Selecting Project>Build Automatically
Figure 24: Selecting Project>Build Automatically

Adding the Main Class to the Module

Next, add the Java class for the main module. The Java class MainModule imports the Java class from the dependency module and invokes its name() method.

To create a new Java class, select File>New>Java Class as before. In the New Java Class window, specify a Package name (export.module) and specify a class name (MainModule) in the Name field, as shown in Figure 25. Select the option to create a stub for the public static void main(String[] args) method because the class is a Java application that we shall run. Click Finish.

New Java Class>Finish
Figure 25: New Java Class>Finish

A new Java class, MainModule, gets created and added to Package Explorer (see Figure 26).

Java Class MainModule added
Figure 26: Java Class MainModule added

The MainModule.java class is listed:

package main.module;
import export.module.HelloJavaModule;

public class MainModule {

   public static void main(String[] args) {
      System.out.format("Hello from %s!%n",
         HelloJavaModule.name());
   }

}

Copy the code for MainModule to the source file in Eclipse IDE, as shown in Figure 27.

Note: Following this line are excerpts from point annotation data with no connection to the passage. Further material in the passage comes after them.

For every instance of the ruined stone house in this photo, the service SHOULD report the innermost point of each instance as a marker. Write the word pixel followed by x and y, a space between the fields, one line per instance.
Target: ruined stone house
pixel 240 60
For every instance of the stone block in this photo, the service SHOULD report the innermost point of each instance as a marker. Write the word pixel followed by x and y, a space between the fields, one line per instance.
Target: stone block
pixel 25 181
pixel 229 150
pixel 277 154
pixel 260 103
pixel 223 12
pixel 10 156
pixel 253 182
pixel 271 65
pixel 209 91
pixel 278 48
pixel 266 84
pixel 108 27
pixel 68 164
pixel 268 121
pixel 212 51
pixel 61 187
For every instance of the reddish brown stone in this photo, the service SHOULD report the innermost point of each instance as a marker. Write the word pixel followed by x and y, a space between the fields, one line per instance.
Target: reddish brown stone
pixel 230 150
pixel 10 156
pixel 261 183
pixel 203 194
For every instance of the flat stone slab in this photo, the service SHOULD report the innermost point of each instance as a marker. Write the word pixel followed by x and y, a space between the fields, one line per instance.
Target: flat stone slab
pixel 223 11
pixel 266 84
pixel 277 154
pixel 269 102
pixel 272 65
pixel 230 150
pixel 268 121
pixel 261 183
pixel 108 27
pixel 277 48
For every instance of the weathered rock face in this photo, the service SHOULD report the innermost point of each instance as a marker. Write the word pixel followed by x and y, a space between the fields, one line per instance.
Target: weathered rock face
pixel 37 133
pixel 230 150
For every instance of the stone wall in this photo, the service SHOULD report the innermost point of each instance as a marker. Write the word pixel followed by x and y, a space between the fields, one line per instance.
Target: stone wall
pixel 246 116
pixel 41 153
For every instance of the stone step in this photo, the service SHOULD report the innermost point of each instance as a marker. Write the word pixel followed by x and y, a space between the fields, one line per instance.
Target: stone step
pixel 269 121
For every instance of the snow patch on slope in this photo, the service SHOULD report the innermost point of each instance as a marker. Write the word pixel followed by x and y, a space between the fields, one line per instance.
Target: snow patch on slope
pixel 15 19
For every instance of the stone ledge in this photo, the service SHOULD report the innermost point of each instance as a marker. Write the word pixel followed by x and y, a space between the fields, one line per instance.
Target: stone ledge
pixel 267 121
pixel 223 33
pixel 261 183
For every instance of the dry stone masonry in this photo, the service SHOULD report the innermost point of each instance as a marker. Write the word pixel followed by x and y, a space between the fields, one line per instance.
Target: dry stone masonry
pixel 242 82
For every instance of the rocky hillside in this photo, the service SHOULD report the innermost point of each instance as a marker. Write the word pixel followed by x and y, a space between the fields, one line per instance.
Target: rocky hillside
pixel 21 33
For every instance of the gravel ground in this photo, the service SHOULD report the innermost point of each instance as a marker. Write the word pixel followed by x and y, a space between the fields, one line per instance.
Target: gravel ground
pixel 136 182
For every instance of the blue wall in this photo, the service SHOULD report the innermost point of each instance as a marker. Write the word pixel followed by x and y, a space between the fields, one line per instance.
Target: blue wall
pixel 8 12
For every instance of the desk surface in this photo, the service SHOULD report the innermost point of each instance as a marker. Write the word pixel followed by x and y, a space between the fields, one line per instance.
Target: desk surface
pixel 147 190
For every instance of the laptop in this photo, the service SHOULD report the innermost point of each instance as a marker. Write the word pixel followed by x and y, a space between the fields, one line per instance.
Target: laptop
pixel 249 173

MainModule.java with code added
Figure 27: MainModule.java with code added

Adding the Module Declaration for the Main Module

We need to modify the default module-info.java file for the module declaration. Add a requires directive for the dependency module helloJavaModule.

module mainModule {
   requires helloJavaModule;

}

The module-info.java code in the MainModule project is shown in Figure 28.

The main-info.java code for the MainModule project
Figure 28: The main-info.java code for the MainModule project

Select File>Save All, as shown in Figure 29, to save all the source code files.

Selecting File>Save All
Figure 29: Selecting File>Save All

Conclusion

In this article, we introduced module dependencies and created two projects—a main project and a dependency project—to demonstrate module dependencies. In a continuation article, we shall configure the two projects and run the main module Java application to invoke the dependency module Java class.